MANHATTA sublimity – an analytical film
Through this animation exercise, I focused on the conditions of subjectivity versus those of objectivity, to explore the depth of perceptual layers in the cityscape. The video starts with the heartbeat of a woman, whose figure I took from one of Feininger’s works, Jesuits III. She is the first subject, standing in a busy crowd, which is a partial scene extracted from the film Manhatta by Charles Sheeler and Paul Strand. Then, the audience will notice that this image, in fact, is a reflection on the eye of another subject, resulting from the animation of an image extracted from Selbstbildnis (Self-Portrait) by Feininger. With this layering, the position of subject shifts from the woman to the inside of a church, from where another subject is looking down towards the street. The view starts to zoom-out again, back to the woman in the street. This cut is from Barfüsserkirche II, the same painting that I analyzed in the previous section, although in this case the layering of silhouettes is manipulated and animated. The angle of vision is stable, but the image is dynamic; some areas are lightened-up or start showing other cityscapes. As described in the analytically exploded axonometric, this layering gives a clue about the environmental conditions surrounding the woman. Some scenes take place in front of her, while others are happening behind her, shown through reflected images. Although the video ends with the same sound as in the beginning, the audience by now may understand that the woman is not the only subject in the picture, but also other actors and the presences of activated architectural elements are at work.
The analyses and exercises reported in this paper describe some shared ideas about the influential and interdependent relationship between one element/person and others, and the conditions of duality/coexistence of subjectivity and objectivity. These relations imply that a city consists of multiple subjects and multiple layers in the process of constructing subjectivities.
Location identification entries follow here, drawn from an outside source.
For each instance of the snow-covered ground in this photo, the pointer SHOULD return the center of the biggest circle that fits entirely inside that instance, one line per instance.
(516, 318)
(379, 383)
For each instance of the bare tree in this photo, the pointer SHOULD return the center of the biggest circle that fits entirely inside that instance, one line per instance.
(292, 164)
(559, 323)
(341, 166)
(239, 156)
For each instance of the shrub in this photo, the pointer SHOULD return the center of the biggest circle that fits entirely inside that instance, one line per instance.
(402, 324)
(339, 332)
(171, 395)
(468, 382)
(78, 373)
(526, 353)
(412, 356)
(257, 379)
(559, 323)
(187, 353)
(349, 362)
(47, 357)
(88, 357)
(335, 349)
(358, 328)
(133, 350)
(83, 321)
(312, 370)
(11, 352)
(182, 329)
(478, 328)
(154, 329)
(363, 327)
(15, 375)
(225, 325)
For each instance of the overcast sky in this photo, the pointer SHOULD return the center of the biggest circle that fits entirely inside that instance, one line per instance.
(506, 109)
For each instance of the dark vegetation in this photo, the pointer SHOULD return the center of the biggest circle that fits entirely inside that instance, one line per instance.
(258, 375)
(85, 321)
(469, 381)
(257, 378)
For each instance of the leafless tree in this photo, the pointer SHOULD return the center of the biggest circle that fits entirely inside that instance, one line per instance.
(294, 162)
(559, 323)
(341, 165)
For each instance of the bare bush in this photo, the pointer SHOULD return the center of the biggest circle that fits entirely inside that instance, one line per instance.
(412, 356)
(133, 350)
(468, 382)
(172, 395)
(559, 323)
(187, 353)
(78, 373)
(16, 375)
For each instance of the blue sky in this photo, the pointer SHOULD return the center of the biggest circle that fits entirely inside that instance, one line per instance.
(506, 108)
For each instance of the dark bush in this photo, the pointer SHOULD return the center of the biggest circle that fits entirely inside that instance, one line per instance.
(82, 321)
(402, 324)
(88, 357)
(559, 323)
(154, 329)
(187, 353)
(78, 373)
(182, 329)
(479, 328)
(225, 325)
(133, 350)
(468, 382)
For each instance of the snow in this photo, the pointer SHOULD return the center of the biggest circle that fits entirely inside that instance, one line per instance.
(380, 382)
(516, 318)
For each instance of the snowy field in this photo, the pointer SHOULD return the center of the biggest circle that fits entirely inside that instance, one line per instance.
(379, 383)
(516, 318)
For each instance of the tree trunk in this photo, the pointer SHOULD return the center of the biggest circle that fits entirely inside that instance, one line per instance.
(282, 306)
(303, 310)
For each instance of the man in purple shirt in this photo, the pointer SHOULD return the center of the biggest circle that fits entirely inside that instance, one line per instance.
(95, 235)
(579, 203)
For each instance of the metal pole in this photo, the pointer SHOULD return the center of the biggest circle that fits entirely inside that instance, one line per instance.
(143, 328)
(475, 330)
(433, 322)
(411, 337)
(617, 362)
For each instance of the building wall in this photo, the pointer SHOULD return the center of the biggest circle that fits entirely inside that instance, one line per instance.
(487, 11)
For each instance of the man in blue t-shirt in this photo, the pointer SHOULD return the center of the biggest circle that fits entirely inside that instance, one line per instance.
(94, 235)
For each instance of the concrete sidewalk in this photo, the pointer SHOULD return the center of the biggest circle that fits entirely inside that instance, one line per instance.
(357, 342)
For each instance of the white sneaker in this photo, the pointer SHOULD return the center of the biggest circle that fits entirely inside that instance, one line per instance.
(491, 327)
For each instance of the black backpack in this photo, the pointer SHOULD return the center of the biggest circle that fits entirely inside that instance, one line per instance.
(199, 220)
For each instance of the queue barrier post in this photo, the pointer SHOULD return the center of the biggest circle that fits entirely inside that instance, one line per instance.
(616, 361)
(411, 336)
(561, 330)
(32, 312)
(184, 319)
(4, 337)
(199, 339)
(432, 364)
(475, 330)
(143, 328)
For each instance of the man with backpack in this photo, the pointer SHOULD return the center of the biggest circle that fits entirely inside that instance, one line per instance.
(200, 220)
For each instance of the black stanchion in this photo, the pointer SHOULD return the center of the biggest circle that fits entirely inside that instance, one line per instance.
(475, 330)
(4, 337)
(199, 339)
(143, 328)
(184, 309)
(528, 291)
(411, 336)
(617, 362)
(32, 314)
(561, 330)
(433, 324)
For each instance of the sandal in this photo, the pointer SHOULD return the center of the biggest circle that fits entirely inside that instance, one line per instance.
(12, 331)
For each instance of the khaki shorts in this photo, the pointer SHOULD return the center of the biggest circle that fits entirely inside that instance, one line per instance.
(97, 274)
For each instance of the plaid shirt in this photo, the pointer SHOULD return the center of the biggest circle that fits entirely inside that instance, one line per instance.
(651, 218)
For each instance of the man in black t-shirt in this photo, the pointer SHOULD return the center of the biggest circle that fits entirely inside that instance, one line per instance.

The feeling of sublime in a metropolitan context can be generated by a mixture of overwhelming profiles or sometimes the fear instilled by multiple activities happening at the same time and in the same place. When a subject’s attention switches to engage an object or an object appears to look back towards a subject, the oscillation of roles within what is supposed to be a wide gap triggers sublimity. Also, when one’s consciousness turns to deeper networks, unconscious connections begin to be activated. This rapid intersection, interaction, or integration powerfully urges getting inside “Metropolitan Sublimes.”
1. Tafuri, Manfredo. “The Disenchanted Mountain” in The American City. Cambridge: MIT Press, 1983. 453-503.
2. Lyonel Feininger, Church of the Minorities II, 1926.
3. Albert Bierstandt, Rocky Mountains, 1863.
4. Lyonel Feininger, Jesuiten III (Jesuits III), 1915.
5. Charles Sheeler and Paul Strand, Manhatta, 1921.
6. Lyonel Feininger, Selbstbildnis (Self-Portrait), 1915.